Pensioni di reversibilità
Se per le indennità di accompagnamento nel 2010 si sono spesi 13 miliardi, alle pensioni ai superstiti sono andati ben 27,6 miliardi di euro. Se poi si considera che questa cifra è quella che fa capo all’Inps e che quindi non ci sono le reversibilità pagate ai dipendenti pubblici e ai lavoratori delle casse professionali, si può tranquillamente supporre che la spesa annua sia superiore ai 30 miliardi. Beneficiari di queste pensioni nell’universo Inps sono 3,8 milioni di superstiti, cioè coniugi, figli o altri eredi che ricevono parte dell’assegno del pensionato o del lavoratore (possono bastare 5 anni di contributi) defunto. A differenza delle indennità di accompagnamento, le pensioni di reversibilità sono più frequenti al Nord: 6,7 ogni 100 abitanti, contro le 5,1 del Mezzogiorno e le 5,8 del Centro.
L’importo medio della reversibilità è di 533 euro al mese. La pensione ai superstiti è pari al 60% di quella del titolare defunto nel caso del coniuge mentre può arrivare al 100% sommando al coniuge due figli. Questi importi però, dalla riforma Dini del 1995, vengono ridotti nel caso il reddito del beneficiario superi di tre volte il minimo, cioè 1.382 euro al mese. Il taglio parte dal 25% e può arrivare al 50% per redditi superiori a 2.304 euro al mese (5 volte il minimo).
Le anomalie dell’Italia
Rispetto ad altri Paesi come Francia e Germania, spiega l’esperto Giuliano Cazzola (Pdl), la particolarità italiana è che non c’è una soglia di età per accedere al diritto, per cui anche una vedova o un vedovo giovanissimi prendono la reversibilità per tutta la vita. Per evitare i casi di abuso (classico quello della badante che sposa il moribondo) la manovra di luglio ha stabilito che nel caso uno si sposi in un’età superiore a 70 anni e il coniuge sia di almeno 20 anni più giovane, se il matrimonio non dura più di dieci anni, la pensione di reversibilità subisce un taglio del 10% per ogni anno che manca ai dieci. Se per esempio il marito muore dopo 5 anni dal matrimonio, la moglie giovane prenderà un assegno pari al 30% (il 50% del 60%) della pensione del defunto (sempre che non subisca ulteriori tagli legati al reddito). Per questo, conclude Cazzola, sulla reversibilità «resta poco da fare». Al massimo, aggiunge, «si può modulare l’assegno con un calcolo attuariale sulla base dell’età del beneficiario (più è giovane e meno prenderà perché riceverà l’assegno per più tempo, ndr ) o introdurre una soglia d’età per accedere al diritto».

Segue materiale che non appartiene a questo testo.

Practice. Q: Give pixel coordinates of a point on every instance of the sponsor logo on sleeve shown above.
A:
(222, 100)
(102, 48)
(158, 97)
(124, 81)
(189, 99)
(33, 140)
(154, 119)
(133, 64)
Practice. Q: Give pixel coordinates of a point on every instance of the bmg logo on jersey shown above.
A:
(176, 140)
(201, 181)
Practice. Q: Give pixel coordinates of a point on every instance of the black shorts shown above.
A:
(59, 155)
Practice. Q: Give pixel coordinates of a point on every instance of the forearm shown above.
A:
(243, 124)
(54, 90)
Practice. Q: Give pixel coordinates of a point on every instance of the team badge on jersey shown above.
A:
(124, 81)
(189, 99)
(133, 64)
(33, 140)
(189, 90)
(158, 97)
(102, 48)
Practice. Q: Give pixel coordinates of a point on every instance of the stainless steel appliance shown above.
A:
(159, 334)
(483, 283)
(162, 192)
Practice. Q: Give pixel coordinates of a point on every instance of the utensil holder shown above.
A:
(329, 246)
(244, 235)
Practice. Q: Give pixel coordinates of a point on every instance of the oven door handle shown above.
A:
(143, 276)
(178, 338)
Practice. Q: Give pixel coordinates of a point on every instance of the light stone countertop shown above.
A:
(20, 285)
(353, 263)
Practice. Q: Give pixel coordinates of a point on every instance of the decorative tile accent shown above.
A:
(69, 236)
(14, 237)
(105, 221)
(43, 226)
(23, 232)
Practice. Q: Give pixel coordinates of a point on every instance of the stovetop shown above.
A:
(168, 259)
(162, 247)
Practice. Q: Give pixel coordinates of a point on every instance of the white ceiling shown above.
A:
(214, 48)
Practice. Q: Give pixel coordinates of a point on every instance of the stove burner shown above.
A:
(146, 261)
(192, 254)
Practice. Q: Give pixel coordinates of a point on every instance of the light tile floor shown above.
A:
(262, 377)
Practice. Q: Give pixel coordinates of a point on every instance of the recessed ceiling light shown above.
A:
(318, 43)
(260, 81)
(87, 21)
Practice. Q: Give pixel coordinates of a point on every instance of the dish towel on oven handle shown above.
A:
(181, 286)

In ogni caso, conclude il vicepresidente della commissione Lavoro della Camera, «è desolante che il dibattito sulle misure da prendere per completare la riforma delle pensioni si sia infilato in questioni delicate come queste: una maggioranza che nel 2008 voleva cambiare il Paese non può finire per prendersela con le casalinghe vedove e con gli invalidi civili, trascurando le vere priorità, che sono il superamento delle pensioni di anzianità e l’anticipo a 65 anni dell’età di vecchiaia delle donne». E l’estensione del metodo contributivo a tutti, aggiungiamo noi.